Late winter of 1206, after days on the trapline, he returned to his hut and found his caches disturbed. Bundles of dried meat were gone. Several prepared pelts—set aside to trade for iron points and salt—had vanished. He tore apart the hut, certain someone had watched him leave and waited. He went straight to Zongbi’s family and shouted accusations. The denial only made him angrier.

The loss hit the household hard. That spring, with traps poor and stores low, Helibo and Loushi borrowed grain and a little salt and iron from a better-off household headed by Jiagu Nianhan. Nianhan took his payment in labor and in future shares, and he made sure others saw Helibo hauling loads and cutting extra wood. Helibo obeyed the terms, but he clenched his jaw and counted every basket as humiliation. He ate quickly and slept lightly, waking at small noises to check what little he owned.

He started seeing a young woman named Puxian Sergen in 1206, an informal tie with no bride-price and no public ceremony. She met him in the woods or near others’ houses where there were witnesses. He wanted her attention and resented how much he wanted it. When her family warned her away, he took it as insult.

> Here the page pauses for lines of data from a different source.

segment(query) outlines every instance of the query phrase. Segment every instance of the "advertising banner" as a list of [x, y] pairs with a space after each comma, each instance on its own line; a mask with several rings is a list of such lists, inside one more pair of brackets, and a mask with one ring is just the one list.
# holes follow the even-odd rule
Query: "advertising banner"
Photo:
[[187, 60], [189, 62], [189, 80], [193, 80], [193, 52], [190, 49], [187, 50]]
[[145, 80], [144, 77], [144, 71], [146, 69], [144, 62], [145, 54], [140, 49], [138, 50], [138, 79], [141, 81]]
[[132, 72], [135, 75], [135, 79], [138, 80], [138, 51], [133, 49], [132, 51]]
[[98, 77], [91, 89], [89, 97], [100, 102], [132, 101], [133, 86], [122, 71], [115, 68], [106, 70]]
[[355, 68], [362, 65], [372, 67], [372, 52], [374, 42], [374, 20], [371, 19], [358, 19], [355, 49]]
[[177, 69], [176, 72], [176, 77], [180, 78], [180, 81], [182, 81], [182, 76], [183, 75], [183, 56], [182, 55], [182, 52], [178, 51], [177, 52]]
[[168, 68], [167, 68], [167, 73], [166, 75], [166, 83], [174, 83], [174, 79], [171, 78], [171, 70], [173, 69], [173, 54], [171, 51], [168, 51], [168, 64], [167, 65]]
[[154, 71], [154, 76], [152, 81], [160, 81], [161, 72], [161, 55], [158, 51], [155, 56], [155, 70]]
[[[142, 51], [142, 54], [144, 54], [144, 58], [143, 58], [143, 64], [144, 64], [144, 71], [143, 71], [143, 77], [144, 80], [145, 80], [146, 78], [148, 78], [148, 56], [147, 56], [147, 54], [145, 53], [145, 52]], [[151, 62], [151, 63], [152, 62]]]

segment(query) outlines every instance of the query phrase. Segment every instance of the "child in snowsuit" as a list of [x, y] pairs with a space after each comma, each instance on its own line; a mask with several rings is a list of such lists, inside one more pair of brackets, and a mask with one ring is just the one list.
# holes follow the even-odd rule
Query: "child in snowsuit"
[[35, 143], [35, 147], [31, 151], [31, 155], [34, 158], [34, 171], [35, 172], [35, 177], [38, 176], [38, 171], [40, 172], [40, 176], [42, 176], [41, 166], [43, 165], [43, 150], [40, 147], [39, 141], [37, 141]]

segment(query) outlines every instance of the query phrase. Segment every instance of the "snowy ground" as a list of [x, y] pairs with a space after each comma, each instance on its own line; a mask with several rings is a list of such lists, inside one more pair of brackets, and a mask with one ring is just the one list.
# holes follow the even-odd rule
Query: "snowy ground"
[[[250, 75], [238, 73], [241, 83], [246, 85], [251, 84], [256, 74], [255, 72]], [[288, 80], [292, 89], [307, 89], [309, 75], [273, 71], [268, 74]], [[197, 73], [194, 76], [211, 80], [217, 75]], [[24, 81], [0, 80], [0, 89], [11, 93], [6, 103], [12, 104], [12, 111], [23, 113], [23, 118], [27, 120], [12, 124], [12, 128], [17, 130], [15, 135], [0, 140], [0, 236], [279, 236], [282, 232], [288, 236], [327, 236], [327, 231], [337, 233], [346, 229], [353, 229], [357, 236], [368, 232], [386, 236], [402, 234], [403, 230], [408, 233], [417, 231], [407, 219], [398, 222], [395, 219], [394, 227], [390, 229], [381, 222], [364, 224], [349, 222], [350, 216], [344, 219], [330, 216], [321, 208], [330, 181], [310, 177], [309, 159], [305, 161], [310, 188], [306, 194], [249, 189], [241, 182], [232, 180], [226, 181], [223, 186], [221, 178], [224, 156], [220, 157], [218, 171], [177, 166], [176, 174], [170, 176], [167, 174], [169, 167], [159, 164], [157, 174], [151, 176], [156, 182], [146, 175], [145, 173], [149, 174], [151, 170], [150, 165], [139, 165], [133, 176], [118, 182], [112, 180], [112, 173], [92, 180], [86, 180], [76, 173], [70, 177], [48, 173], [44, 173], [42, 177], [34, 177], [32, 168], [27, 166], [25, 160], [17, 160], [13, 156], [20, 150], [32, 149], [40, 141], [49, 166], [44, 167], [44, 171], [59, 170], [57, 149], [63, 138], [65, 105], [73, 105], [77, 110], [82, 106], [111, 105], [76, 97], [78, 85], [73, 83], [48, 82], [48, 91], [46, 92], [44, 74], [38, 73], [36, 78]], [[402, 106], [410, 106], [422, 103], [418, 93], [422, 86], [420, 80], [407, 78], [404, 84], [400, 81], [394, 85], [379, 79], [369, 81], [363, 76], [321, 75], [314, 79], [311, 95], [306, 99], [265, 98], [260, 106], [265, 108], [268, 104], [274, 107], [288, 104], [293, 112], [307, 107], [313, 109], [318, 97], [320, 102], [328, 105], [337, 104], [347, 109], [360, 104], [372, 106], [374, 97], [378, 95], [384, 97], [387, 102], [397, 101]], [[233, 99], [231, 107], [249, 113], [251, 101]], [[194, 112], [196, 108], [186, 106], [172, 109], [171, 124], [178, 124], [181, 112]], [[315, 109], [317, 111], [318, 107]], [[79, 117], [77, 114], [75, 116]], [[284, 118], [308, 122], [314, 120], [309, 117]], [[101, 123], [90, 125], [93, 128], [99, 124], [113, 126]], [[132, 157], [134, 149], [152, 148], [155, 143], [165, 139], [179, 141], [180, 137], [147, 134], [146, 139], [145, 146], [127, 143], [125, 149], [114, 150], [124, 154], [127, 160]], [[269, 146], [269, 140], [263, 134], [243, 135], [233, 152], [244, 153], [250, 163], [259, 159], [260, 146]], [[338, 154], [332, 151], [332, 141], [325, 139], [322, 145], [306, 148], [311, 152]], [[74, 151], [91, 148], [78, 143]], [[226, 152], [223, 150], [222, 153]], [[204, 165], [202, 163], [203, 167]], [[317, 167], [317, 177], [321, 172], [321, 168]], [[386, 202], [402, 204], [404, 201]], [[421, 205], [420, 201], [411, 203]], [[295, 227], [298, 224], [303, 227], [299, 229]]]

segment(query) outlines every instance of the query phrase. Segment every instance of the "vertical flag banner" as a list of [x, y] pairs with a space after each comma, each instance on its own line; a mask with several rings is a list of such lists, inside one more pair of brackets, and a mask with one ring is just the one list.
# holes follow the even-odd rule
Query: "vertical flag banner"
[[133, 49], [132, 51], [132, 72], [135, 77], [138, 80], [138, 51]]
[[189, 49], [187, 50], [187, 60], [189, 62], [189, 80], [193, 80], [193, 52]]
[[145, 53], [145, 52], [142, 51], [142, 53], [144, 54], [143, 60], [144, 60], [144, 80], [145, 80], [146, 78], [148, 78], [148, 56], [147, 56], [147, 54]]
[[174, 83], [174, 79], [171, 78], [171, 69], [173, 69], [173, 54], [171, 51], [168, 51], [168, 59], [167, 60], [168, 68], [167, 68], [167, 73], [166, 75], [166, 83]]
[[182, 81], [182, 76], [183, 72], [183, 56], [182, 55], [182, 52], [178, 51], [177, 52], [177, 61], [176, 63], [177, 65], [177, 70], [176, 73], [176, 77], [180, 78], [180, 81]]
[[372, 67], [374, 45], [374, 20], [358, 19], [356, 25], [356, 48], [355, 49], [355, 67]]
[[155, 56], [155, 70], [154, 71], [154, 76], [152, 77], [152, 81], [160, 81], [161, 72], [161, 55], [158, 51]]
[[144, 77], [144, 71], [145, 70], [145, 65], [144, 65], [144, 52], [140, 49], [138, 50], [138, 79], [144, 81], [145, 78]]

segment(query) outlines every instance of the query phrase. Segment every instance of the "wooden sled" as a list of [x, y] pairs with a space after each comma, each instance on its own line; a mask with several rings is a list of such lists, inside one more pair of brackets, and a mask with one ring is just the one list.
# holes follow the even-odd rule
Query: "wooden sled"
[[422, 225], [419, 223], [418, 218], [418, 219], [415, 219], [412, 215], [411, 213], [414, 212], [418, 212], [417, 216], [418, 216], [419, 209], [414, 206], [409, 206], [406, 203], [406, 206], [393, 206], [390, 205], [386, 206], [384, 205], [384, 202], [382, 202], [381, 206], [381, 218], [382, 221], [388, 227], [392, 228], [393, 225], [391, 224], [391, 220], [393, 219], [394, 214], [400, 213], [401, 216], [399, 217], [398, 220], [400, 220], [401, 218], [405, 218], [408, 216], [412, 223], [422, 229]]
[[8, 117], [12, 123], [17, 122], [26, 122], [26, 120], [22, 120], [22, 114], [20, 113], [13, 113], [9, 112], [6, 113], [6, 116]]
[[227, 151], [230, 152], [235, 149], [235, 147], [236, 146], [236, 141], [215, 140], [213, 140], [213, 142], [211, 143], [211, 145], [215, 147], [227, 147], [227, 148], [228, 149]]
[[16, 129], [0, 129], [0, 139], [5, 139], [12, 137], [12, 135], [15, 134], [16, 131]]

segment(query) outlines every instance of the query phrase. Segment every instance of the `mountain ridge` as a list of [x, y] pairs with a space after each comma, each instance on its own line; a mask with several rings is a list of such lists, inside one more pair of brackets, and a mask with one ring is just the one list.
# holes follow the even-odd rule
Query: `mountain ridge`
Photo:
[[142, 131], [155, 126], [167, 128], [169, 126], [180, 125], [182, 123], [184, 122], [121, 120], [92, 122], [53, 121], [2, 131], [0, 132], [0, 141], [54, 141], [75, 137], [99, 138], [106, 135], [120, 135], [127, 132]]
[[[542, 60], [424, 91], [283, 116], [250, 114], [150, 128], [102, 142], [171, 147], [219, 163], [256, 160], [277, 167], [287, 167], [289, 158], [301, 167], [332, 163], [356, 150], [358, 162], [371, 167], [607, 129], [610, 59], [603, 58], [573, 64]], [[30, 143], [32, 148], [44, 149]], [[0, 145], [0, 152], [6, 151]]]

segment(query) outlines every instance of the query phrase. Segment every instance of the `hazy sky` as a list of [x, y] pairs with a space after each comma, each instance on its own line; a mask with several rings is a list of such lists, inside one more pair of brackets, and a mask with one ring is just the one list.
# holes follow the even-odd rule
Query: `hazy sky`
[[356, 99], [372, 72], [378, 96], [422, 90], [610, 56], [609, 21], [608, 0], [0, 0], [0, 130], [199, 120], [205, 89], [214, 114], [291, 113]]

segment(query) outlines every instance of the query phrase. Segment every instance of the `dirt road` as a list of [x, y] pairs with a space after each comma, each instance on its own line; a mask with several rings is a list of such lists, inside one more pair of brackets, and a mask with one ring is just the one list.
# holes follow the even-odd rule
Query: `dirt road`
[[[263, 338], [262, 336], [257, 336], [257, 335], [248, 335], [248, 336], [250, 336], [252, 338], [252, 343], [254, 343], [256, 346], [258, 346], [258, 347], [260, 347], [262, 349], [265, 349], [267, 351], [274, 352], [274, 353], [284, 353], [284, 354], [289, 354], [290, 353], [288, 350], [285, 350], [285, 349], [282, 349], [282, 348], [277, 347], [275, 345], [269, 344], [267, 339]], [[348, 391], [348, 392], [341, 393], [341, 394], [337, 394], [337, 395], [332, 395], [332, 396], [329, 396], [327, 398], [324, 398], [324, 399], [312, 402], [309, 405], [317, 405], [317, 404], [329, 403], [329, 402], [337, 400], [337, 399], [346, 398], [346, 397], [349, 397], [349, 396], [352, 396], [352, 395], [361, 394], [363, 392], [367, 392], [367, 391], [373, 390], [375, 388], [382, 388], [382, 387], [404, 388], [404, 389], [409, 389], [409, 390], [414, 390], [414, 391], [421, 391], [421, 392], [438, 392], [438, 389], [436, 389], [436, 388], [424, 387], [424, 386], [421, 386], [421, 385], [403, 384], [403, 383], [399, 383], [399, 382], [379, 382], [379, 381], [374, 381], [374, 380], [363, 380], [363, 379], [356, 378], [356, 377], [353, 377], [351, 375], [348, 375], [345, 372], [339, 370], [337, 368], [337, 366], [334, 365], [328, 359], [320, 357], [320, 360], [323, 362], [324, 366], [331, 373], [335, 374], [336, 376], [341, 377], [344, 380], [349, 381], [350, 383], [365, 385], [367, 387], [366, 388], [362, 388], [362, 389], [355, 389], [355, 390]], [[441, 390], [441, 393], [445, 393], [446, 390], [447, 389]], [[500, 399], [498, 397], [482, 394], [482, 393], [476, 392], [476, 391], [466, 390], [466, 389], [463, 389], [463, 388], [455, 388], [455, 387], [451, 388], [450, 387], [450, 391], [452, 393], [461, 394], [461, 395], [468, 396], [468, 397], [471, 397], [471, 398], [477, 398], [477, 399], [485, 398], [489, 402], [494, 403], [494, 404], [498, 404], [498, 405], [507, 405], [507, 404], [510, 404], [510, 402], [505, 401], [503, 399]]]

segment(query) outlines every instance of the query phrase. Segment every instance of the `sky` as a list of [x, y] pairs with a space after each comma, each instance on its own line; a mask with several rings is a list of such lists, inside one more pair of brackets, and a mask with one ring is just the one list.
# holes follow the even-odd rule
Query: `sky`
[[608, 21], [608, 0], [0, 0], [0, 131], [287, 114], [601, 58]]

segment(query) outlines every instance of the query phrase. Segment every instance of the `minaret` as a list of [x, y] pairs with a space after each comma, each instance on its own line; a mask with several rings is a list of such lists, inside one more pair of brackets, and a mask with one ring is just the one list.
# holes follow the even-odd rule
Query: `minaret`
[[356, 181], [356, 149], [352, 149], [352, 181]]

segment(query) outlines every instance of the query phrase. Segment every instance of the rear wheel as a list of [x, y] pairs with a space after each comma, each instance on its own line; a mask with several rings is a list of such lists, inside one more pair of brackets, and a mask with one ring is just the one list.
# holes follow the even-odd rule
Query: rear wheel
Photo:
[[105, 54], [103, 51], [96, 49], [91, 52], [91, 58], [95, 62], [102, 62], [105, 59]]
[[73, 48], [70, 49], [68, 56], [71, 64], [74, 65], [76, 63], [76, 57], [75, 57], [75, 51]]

After a successful hunt that year there was drinking among the young men. Helibo drank until his face went slack. With another young man, Wugulun Dargi, he cornered a woman from a neighboring household who had come with relatives. She resisted, and he forced her anyway, with Dargi keeping others away. The matter did not become a public accusation; the woman’s family received a payment of furs and kept silent. But talk spread, and more households came to see Helibo as someone who brought trouble.

Sergen gave birth to a son, Wanyan Dumu, in 1207. The child died at birth. Helibo stood outside the house while the women washed the tiny body. He did not speak. That night he put a small piece of dried meat and a few grains of millet in the fire for the ancestors and for the child’s spirit, then sat in the dark until the embers cooled.

In spring of 1208 a fight near the edge of the trapping grounds turned into a rush of bodies and blades. Helibo stabbed a cousin of Zongbi’s in the press, a short deep thrust, and the man died soon after. Word moved fast among families. Zongbi’s household demanded blood-price in furs and iron. Helibo refused. His own family tried to gather what they could, but the sum was beyond them, and Zongbi’s kin made it clear they would take payment another way.

That summer, on a forest path, several men caught him away from his hut and away from witnesses. They beat him, then cut him with a short blade. He tried to crawl toward the trees, leaving a track in the dirt and needles, and died there.

Loushi and his sisters recovered the body. Sige washed him. Pucha and Ledu, now twelve, gathered branches and helped dig. They wrapped him in a fur, placed him in the ground on a rise above the stream, and set a small offering of millet and salt at the head of the grave before covering it. Shaman Hali spoke over the mound and tied a strip of cloth to a branch to keep the spirit from lingering at the doorway.